Corn yield potential in western Iowa was above average as favorable weather during planting and late in the growing season boosted crop prospects, scouts on an annual survey of top U.S. production states said on Wednesday.
Soybean crop potential was more variable, but generally higher than average, scouts on the Pro Farmer Midwest Crop Tour said.
“There were struggles in some areas … But overall, the weather in the first fourth of the growing season and the last fourth of the season has been very conducive for a strong crop,” said Brent Judisch, a farmer from Cedar Falls, Iowa, and a scout on the tour.
Corn plant development was more advanced than normal as hot early-season weather accelerated growth. But temperatures have moderated recently, which should help plants fatten corn kernels and limit the impact of stressful midseason conditions on yields, scouts said.

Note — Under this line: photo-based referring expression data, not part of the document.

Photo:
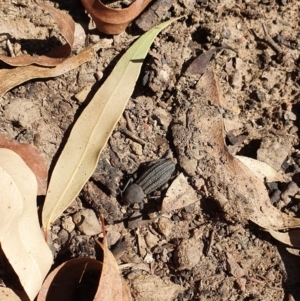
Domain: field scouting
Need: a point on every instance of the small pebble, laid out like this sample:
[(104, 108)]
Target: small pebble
[(165, 226), (87, 222), (289, 192), (63, 235)]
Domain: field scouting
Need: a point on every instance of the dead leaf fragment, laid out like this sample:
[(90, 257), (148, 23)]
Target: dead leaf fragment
[(239, 192), (103, 279), (74, 271), (32, 158), (10, 78), (113, 21), (180, 194), (57, 55), (261, 169), (20, 235)]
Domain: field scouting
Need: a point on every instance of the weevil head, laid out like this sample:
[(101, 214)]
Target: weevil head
[(133, 194)]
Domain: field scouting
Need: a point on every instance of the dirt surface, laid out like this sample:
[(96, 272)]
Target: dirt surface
[(194, 253)]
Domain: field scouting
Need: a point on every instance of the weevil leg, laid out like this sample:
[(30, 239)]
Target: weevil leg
[(127, 184)]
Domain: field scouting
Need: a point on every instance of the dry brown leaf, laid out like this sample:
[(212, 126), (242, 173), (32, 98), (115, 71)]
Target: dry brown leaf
[(10, 78), (105, 282), (180, 194), (239, 192), (21, 238), (291, 237), (113, 21), (57, 55), (32, 158), (61, 283), (6, 294), (261, 169), (111, 287)]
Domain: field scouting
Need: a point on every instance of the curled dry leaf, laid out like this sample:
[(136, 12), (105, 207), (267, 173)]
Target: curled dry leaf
[(57, 55), (32, 158), (113, 21), (10, 78), (95, 280), (261, 169), (180, 194), (20, 235), (92, 129), (200, 63), (239, 192)]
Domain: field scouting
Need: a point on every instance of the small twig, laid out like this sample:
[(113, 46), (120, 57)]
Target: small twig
[(271, 41), (10, 49), (129, 123), (133, 137)]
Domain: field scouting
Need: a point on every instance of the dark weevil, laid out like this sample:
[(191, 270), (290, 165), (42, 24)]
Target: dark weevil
[(156, 175)]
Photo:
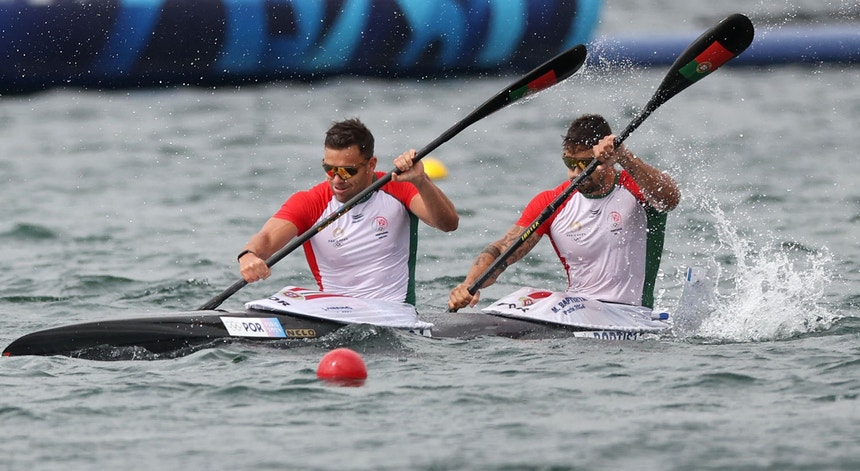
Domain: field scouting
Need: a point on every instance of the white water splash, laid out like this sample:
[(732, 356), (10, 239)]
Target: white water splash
[(765, 293)]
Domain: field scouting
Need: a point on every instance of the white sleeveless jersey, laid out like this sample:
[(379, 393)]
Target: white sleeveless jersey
[(610, 246), (369, 252)]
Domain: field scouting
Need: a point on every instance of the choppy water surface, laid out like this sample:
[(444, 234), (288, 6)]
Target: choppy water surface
[(127, 203)]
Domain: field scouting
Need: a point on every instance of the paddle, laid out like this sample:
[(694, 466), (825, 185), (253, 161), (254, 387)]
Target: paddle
[(707, 53), (544, 76)]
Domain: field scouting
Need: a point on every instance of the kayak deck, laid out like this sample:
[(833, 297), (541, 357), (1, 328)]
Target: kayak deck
[(189, 332)]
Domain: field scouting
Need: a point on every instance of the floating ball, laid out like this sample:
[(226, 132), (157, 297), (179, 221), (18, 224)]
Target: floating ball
[(343, 367), (434, 168)]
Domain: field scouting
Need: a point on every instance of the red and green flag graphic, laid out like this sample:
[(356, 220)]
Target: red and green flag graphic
[(544, 81), (708, 61)]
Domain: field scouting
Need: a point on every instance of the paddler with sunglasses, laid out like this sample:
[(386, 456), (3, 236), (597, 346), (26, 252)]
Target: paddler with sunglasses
[(370, 251), (608, 234)]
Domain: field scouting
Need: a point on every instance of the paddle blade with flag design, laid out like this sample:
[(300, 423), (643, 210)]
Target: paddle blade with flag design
[(720, 44)]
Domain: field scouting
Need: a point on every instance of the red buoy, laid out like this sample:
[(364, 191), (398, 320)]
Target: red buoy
[(342, 366)]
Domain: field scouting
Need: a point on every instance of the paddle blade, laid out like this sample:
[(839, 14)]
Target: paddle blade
[(720, 44), (542, 77)]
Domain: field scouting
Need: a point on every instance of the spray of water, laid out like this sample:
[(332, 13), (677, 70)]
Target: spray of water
[(764, 290)]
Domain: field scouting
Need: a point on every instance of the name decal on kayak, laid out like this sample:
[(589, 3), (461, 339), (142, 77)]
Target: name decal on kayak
[(569, 304), (265, 327)]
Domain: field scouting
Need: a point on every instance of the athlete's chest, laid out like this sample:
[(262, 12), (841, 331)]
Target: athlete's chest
[(379, 218), (599, 222)]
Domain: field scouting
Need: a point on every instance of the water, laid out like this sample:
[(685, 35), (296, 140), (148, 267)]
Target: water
[(135, 203)]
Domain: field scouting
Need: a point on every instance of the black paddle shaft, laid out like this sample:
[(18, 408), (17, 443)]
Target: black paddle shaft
[(544, 76), (707, 53)]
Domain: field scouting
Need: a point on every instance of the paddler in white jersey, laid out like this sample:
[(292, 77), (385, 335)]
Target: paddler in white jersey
[(370, 251), (609, 233)]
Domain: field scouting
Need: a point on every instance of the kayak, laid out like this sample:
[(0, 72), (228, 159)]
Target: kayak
[(295, 314)]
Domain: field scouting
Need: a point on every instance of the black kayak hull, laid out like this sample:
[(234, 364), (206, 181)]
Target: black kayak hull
[(190, 331)]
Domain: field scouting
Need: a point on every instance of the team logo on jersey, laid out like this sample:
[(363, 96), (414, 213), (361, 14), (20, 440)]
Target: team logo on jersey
[(615, 221), (576, 231), (380, 227), (337, 237)]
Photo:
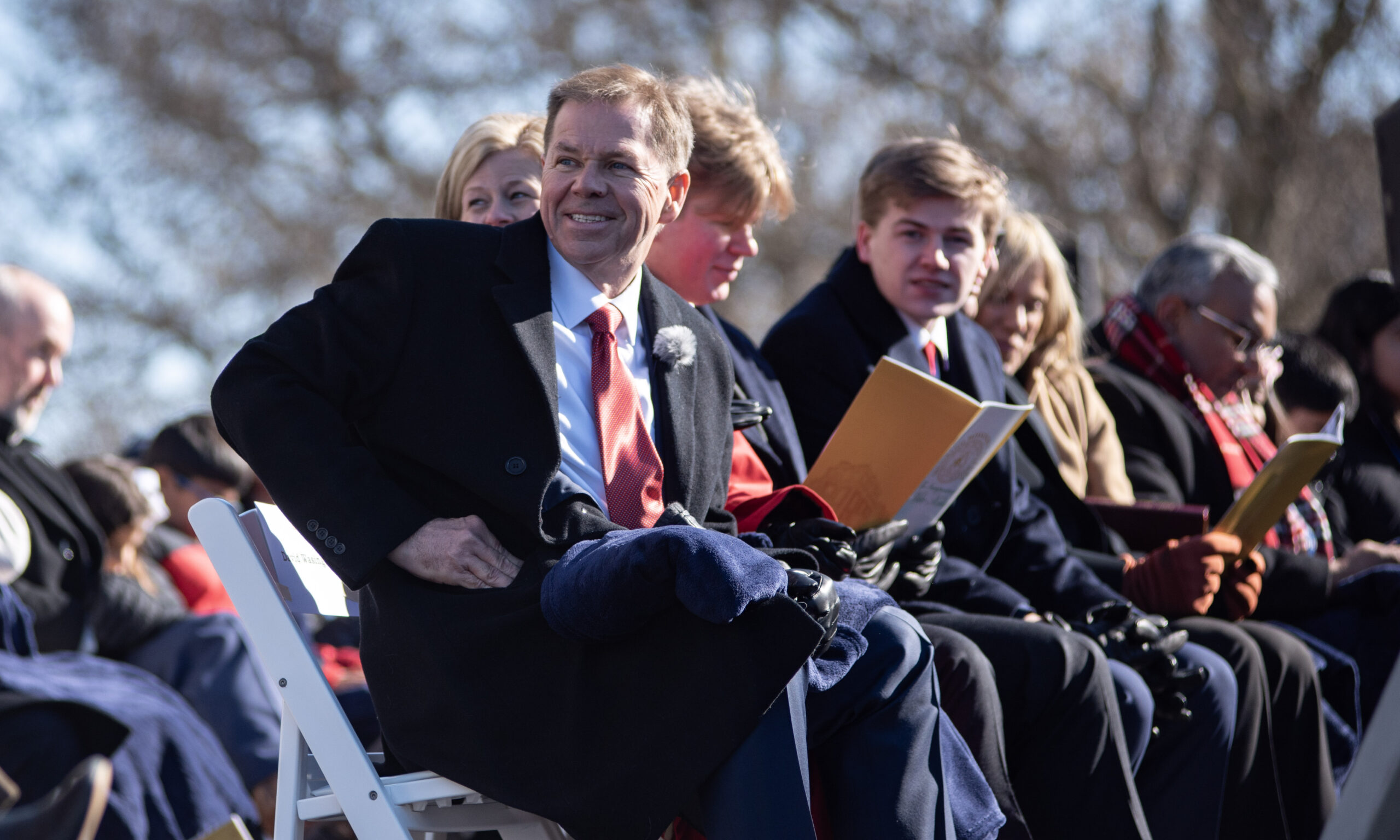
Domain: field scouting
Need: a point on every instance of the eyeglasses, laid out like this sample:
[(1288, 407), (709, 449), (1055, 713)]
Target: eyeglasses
[(1246, 341)]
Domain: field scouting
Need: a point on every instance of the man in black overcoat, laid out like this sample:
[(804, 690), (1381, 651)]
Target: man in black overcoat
[(422, 419), (1213, 300)]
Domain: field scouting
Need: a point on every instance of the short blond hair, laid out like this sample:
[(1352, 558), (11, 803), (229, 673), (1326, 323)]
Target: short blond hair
[(918, 168), (1026, 247), (736, 153), (492, 133), (671, 133)]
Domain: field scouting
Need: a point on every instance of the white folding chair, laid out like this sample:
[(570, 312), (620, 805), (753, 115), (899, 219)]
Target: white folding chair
[(323, 772)]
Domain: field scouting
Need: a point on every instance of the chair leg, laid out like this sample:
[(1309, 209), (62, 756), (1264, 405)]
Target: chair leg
[(534, 832), (290, 772)]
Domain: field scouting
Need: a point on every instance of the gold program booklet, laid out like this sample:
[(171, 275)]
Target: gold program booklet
[(1261, 506), (908, 447)]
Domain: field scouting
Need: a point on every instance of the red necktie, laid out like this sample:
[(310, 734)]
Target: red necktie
[(632, 468), (931, 354)]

“We thought that the quick-maturing crop was going to cause some issues, but recent weather has been very good,” Judisch said.

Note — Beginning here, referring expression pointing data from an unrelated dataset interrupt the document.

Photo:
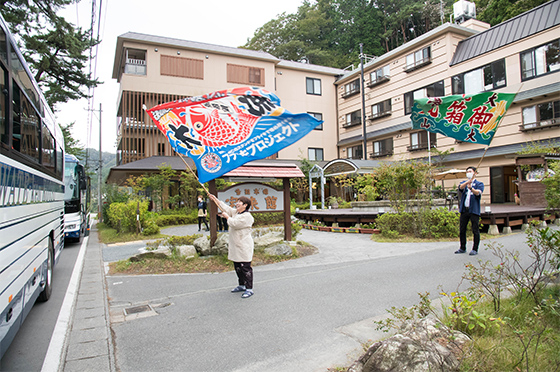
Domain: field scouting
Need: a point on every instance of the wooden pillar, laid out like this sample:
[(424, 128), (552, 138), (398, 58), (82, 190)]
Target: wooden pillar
[(212, 210), (287, 212)]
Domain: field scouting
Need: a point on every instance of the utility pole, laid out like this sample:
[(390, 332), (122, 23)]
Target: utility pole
[(363, 100), (99, 201)]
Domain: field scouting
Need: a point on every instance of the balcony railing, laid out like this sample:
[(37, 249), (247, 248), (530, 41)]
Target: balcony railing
[(525, 127), (420, 146), (352, 123), (351, 92), (135, 66), (378, 115), (380, 154), (379, 80), (417, 64)]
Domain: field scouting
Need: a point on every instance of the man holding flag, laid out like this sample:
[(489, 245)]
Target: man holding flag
[(469, 207), (467, 118)]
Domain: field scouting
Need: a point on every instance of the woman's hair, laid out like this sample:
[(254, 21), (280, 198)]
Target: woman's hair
[(245, 200)]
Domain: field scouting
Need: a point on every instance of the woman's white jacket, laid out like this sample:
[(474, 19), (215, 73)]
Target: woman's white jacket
[(241, 245)]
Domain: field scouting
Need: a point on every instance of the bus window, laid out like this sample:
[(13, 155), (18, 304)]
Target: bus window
[(3, 51), (48, 158), (3, 104), (30, 130)]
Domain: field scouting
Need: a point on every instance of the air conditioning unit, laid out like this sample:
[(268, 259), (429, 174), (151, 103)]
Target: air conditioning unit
[(464, 10)]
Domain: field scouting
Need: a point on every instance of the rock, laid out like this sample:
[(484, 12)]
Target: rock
[(221, 244), (268, 239), (187, 251), (202, 245), (144, 253), (422, 345), (281, 249)]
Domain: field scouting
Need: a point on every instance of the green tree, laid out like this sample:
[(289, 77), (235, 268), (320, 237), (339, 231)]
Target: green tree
[(71, 145), (498, 11), (56, 50)]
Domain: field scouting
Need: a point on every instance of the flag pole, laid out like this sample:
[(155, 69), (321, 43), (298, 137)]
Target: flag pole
[(201, 184), (488, 146)]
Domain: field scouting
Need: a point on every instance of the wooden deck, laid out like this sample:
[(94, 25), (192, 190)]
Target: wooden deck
[(505, 215)]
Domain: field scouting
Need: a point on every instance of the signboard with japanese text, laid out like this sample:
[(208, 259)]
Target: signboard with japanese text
[(468, 118), (264, 198), (223, 130)]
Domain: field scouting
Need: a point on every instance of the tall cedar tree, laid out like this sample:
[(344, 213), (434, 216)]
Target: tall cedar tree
[(56, 51), (329, 32)]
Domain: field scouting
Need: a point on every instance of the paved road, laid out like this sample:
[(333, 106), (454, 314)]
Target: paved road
[(307, 314)]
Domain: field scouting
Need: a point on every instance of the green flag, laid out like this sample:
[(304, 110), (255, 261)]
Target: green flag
[(468, 118)]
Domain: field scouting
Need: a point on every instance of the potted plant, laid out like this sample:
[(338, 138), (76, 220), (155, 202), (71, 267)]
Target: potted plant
[(333, 202), (368, 229)]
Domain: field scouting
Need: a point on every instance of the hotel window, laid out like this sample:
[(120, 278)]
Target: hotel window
[(317, 116), (315, 154), (419, 140), (432, 90), (382, 148), (379, 76), (540, 60), (418, 59), (181, 67), (135, 62), (353, 118), (245, 75), (351, 88), (380, 109), (355, 152), (491, 76), (542, 115), (313, 86)]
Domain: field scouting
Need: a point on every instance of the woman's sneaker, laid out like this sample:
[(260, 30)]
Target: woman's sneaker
[(239, 288)]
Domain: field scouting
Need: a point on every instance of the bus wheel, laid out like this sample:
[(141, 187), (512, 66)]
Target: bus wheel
[(46, 294)]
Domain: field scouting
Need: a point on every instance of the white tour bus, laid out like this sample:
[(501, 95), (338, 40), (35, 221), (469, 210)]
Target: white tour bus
[(31, 191)]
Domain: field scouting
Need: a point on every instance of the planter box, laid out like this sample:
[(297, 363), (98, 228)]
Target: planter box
[(369, 231)]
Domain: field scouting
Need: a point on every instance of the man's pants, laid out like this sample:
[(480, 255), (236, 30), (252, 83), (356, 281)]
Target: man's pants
[(244, 273), (463, 222)]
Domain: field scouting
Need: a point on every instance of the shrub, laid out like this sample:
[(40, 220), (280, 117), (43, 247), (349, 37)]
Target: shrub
[(427, 223), (122, 216)]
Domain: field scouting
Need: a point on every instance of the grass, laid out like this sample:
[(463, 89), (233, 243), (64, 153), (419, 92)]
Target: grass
[(108, 235), (212, 264), (529, 339)]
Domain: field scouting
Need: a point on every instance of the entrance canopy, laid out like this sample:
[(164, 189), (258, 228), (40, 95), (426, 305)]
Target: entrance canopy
[(346, 166)]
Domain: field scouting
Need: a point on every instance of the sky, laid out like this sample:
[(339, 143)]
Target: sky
[(221, 22)]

Scouts on one route through Woodbury and Plymouth counties estimated average corn yields at 201 bushels per acre (bpa), up from 179 bpa in the same region last year and the three-year average of 183.5. Another route through Pottawattamie, Harrison and Crawford counties estimated average corn yields at 193.7 bpa, versus 181.6 last year and an average of 181.9 bpa.
The U.S. Department of Agriculture (USDA) this month projected Iowa’s average corn yield at 202 bpa, on par with 2017, which was the second-highest yield on record for the country’s top corn state.
Soybean pod counts along the first route averaged 1,013 pods per 3-by-3-foot plot, versus 1,064 pods last year and the three-year average of 1,186. The second route calculated 1,416 pods per plot, well above the 1,149 in the same region during last year’s tour and the three-year average of 1,249.
Scouts do not estimate soy yields but instead estimate pods per 9 square feet to gauge yield potential.
The USDA is projecting Iowa’s soybean yields at 59 bpa, the second-largest on record for the No. 2 soybean state.
The western leg of the tour began in South Dakota and the eastern leg began in Ohio, with the two groups set to converge in Minnesota on Thursday. Pro Farmer, the news and marketing wing of Farm Journal, will release its estimates of U.S. crop production on Friday, drawing from data collected on the tour and other sources.